Macro-News round-up:


Macro-News round-up:

– Europe: A survey by IPSO revealed that staff trust in the ECB’s senior management team is lower than a year ago, with nearly 60% of respondents expressing a negative view. The ECB’s president and board are focused on their mandate and have implemented policies to respond to unprecedented events. Approximately 53.5% of those surveyed believed that former IMF chief Christine Lagarde was not the best candidate to lead the ECB at this time.

– Poland: Polish industry continued to fall, although less than expected. December saw a 3.9% YoY decline in Poland’s industrial production, which was less than the country’s prediction of 6.4% and consensus of -5.2%. Additionally, November’s decline was revised upward from -0.7% to 0.3%.

Services and manufacturing activity data will be released tomorrow with PMIs for Europe, the UK and the US.

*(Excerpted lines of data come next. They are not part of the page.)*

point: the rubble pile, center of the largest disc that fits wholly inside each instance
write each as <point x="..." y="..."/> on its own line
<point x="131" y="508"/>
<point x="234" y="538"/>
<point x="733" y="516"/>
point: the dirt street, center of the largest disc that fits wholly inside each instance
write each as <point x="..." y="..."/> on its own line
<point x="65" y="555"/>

– Asia: if 2023 was a year of concern about China’s economic slowdown, this year we start with Thailand and South Korea, which seem to be showing signs of economic weakness.  People from the Central Bank of Thailand have assured that there is no crisis, but the growth rate for 2024 has been lowered to 2.8%.  South Korea, according to Reuters estimates, will post slower-than-expected growth for the fourth quarter of 2023.

– Japan: The region’s second-largest economy, Japan, will remain unchanged in monetary policy.  The Bank of Japan has left negative rates unchanged but has announced that it will soon end this monetary policy.  If wages rise, inflation will rise, and then the Bank of Japan will start with its rate hike.  It is worth noting that interest rates have remained negative in Japan since 2016, and that the last rate hike was in 2007, which was openly criticized.  The latest estimates presented are an inflation rate of 2.4% for 2024, compared to October’s estimates of 2.8% inflation for the same period.

– Geopolitics: yesterday a document signed by Putin last week went viral. It would be a decree allocating funds for the search, registration, and legal protection of Russian property abroad, including in the former territories of the Russian Empire and the Soviet Union. This would include Alaska, which could be declared occupied territory, as well as swathes of Central and Eastern Europe, large swathes of Central Asia, and parts of Scandinavia.

Once again, there have been attacks by US and UK forces on Yemeni shores. Huties forces claim to have attacked another US ship.

In relation to the Israel and Gaza war, US yesterday called on Israel to exercise restraint in its attacks on hospitals. Troops stormed Al-Khair hospital and detained medical staff, Gaza health ministry spokesman Ashraf al-Qidra told Reuters. White House National Security Council spokesman John Kirby said on Monday that Israel had a right to defend itself, but added: “We expect them to do so in accordance with international law and to protect innocent people in hospitals, medical staff and patients as well, to the extent possible.”

Both US and EU representatives have called for a two-state solution to end the conflict and reduce the impact on civilians, but Israel has pushed back against calls for a Palestinian state, and Prime Minister Benjamin Netanyahu on Sunday reaffirmed a hard line, saying any Palestinian state would pose “an existential danger” to Israel.